# D.I.Y. DMX tester/handheld controller/remote focus unit



## DMXtools (Feb 23, 2004)

I've been very happy to find I'm not the only electronics nut on ControlBooth. There seem to be a few of you who are into do-it-yourself projects. The Terg had some questions as to how to build a simple DMX tester. We took the discussion into private-message-land for a while, but the bottom line is that I've designed one. It's a little battery-operated gadget that generates 8 channels of DMX-512, but can map them to any 8 of the possible 512 addresses in a DMX universe. A rough guess is that the bill-of-materials will be about $30, including a little plastic box to put it in. It's not a gadget I intend to build and sell, just something for the do-it-yourselfers. However, as I mention in a note I put on the schematic, if there are enough do-it-yourselfers interested, I can get PC boards made, which I'll sell at cost.

It's built around a little (20-pin) microcontroller from Philips Semiconductor, the 87LPC767. I chose this chip because it has a four-channel analog-to-digital converter (to read the settings of four faders), a microprocessor (to put those settings into a DMX-512 packet) and a serial port (to send the DMX packet) all in the same tiny chip.
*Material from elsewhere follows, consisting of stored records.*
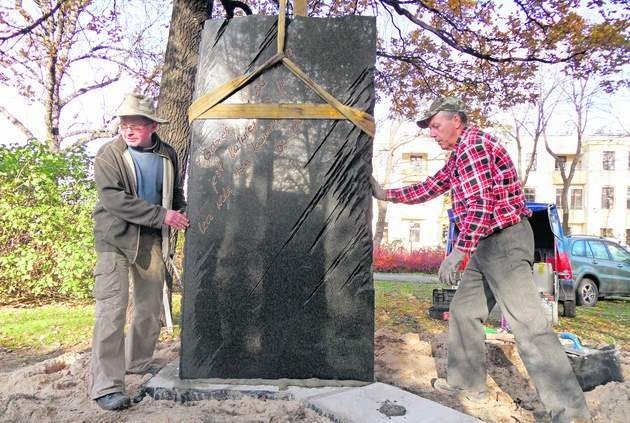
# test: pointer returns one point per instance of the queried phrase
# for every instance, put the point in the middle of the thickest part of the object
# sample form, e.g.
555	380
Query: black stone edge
186	395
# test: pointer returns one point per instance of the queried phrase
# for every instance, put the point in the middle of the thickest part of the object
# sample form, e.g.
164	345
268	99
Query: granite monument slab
277	268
You can look at (or download) the schematic here. A .hex file for burning the program into the microcontroller is here. If you want to know how the program works, the source code is here. I'm working on a "theory of operations" to be posted soon. 

John


----------



## Mayhem (Feb 23, 2004)

Thanks John, this will make a nice little addition to my tool kit and be perfect for those small shows where I only have 2 units to control for simple colour washes. For this purpose I will probably add a dc input.

Have had absolutely no experience with burning EPROMs but I do recall being given the 'box' some years ago when a company closed down. So this is something else to learn. However, if I manage to balls it up I will certainly put my hand up for a chip.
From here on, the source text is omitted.